Sebelumnya, BPH Migas mencabut surat edaran tentang pengendalian kuota jenis bahan bakar minyak tertentu 2019. Usulan pencabutan Surat Edaran No. 3865/Ka BPH/2019 datang dari keputusan hasil rapat pimpinan Kementerian ESDM pada 27 September 2019.
Dalam kesimpulan rapat tersebut disebutkan, untuk menjaga stabilitas di masyarakat, rapim meminta BPH Migas mencabut surat edaran tersebut. Kesimpulan ini merujuk ketidakmampuan PT Pertamina (Persero) untuk menyalurkan solar nonsubsidi di setiap lembaga penyalur (SPBU) sebagai substitusi atas jenis BBM tertentu (JBT) jenis minyak solar.
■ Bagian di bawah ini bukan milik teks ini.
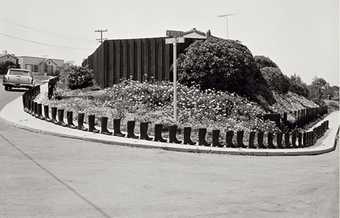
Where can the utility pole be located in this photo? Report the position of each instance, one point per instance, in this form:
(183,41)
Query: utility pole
(174,42)
(101,31)
(226,16)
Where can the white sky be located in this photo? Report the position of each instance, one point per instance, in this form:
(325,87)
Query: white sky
(301,36)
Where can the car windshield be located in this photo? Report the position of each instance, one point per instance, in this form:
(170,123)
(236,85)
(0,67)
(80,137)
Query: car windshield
(19,72)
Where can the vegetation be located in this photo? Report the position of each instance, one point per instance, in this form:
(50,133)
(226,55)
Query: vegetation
(79,77)
(297,86)
(132,100)
(224,65)
(275,79)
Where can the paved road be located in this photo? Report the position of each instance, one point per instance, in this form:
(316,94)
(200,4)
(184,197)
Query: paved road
(47,176)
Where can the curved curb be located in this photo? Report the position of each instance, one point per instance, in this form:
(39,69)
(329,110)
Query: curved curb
(114,140)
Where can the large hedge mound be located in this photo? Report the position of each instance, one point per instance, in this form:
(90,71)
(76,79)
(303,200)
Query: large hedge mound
(223,65)
(275,79)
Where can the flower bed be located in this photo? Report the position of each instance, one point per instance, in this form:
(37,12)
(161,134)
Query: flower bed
(152,102)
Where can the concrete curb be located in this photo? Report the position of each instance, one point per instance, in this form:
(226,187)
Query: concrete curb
(15,107)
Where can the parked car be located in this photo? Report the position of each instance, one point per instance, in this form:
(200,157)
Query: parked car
(18,78)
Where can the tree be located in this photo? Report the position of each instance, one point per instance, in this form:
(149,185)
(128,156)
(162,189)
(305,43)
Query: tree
(6,65)
(223,65)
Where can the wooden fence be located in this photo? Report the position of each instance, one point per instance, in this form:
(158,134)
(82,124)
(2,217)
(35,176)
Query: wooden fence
(138,59)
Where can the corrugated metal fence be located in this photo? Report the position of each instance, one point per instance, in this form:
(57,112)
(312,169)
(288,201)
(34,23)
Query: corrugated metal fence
(139,59)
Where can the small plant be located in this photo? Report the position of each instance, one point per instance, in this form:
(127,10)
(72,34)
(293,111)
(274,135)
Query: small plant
(79,77)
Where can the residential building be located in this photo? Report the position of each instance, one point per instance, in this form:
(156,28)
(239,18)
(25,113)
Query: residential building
(4,57)
(39,65)
(139,59)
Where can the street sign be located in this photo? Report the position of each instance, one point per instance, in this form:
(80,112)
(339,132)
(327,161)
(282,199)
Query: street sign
(174,33)
(174,40)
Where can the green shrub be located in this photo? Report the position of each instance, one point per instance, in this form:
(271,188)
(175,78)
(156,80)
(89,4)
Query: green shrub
(297,86)
(262,61)
(223,65)
(275,79)
(79,77)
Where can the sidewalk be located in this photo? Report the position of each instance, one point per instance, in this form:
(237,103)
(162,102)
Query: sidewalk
(14,113)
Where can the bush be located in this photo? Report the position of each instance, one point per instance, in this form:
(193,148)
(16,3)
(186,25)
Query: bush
(153,102)
(275,79)
(79,77)
(223,65)
(262,61)
(297,86)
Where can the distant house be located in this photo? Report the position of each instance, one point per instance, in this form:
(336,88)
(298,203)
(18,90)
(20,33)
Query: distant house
(139,59)
(4,57)
(40,65)
(193,34)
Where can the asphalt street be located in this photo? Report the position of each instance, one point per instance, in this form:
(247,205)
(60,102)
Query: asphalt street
(48,176)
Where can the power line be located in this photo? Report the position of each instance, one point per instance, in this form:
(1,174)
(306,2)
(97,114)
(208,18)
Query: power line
(40,43)
(42,30)
(101,31)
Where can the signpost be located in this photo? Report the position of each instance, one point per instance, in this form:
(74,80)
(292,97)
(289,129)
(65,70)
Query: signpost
(174,42)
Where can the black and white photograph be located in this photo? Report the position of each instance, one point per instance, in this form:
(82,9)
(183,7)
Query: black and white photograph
(154,108)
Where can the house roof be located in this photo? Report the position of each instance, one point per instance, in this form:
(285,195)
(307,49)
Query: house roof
(48,59)
(7,55)
(193,33)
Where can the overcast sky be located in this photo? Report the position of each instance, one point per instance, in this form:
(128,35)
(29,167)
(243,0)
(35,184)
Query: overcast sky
(301,36)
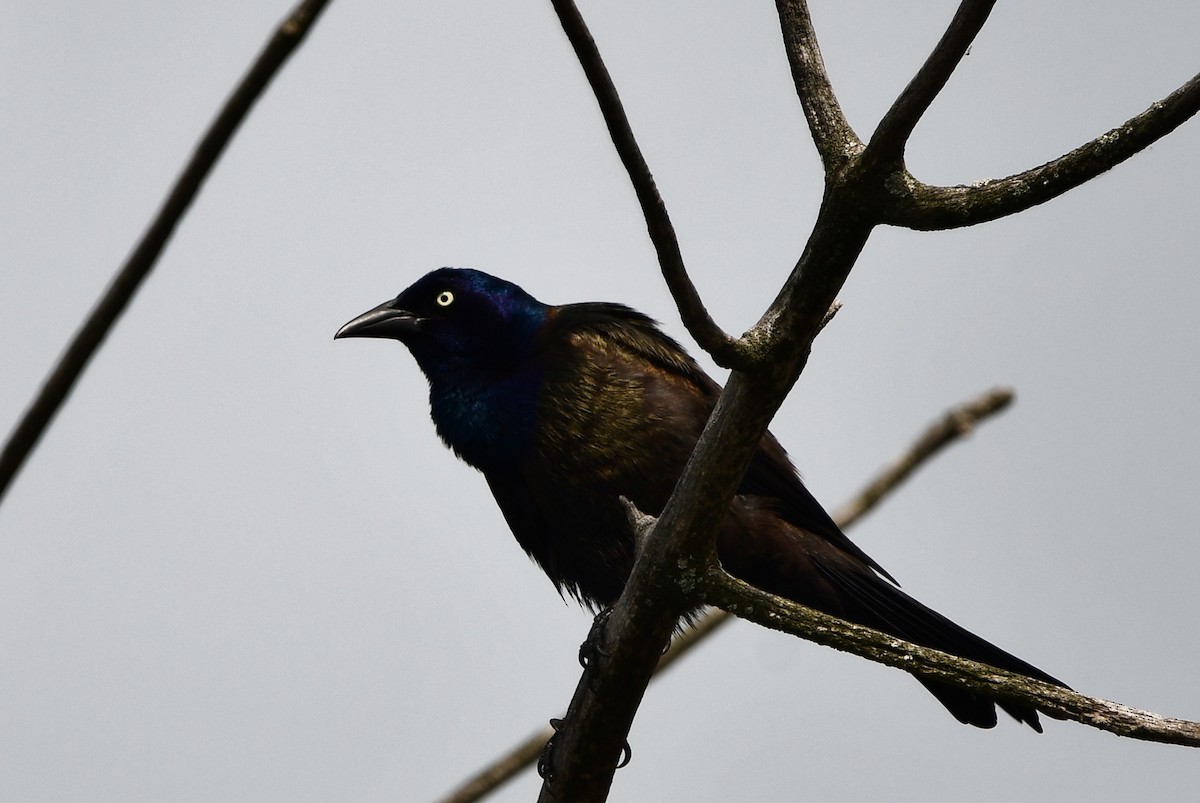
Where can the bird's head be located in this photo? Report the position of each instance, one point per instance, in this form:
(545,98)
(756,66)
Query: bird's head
(455,319)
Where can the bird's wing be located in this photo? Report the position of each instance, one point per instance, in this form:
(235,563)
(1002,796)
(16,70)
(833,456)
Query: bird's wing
(771,472)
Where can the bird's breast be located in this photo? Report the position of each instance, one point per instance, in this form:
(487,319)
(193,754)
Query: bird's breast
(489,425)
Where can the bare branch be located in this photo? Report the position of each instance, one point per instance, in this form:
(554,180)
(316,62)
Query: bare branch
(725,349)
(125,283)
(778,613)
(834,138)
(525,754)
(929,208)
(951,427)
(888,142)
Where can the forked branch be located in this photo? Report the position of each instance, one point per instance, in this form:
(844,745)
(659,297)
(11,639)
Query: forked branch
(930,208)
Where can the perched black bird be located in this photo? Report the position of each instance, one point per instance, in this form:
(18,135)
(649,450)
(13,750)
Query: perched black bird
(567,408)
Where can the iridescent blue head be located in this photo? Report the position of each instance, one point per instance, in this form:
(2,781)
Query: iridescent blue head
(475,337)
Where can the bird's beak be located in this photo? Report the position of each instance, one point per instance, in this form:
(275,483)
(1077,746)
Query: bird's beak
(384,321)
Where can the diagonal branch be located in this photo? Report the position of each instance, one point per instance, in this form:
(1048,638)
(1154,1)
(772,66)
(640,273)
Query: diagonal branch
(778,613)
(951,427)
(888,142)
(930,208)
(833,136)
(137,267)
(725,349)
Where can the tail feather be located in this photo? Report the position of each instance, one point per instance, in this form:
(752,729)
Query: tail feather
(877,604)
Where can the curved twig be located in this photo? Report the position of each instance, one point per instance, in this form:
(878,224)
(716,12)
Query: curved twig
(951,427)
(117,297)
(725,349)
(888,142)
(832,133)
(930,208)
(744,600)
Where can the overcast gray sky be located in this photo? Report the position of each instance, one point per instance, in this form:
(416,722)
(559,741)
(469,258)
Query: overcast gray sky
(241,567)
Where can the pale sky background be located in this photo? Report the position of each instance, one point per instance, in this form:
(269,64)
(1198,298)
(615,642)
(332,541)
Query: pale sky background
(241,567)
Kuota Solar bersubsidi tahun ini secara nasional sebanyak 14,5 juta kiloliter (KL) atau lebih kecil dibandingkan dengan 2018 sebanyak 15,62 juta KL dengan realisasi sebanyak 15,58 juta KL. Sementara itu, realisasi penyaluran Solar bersubsidi per 25 September 2019 sudah mencapai 11,67 juta KL atau 80,46 persen dari kuota. Normalnya, realisasi per 25 September 2019 seharusnya sekitar 73,42 persen dari kuota.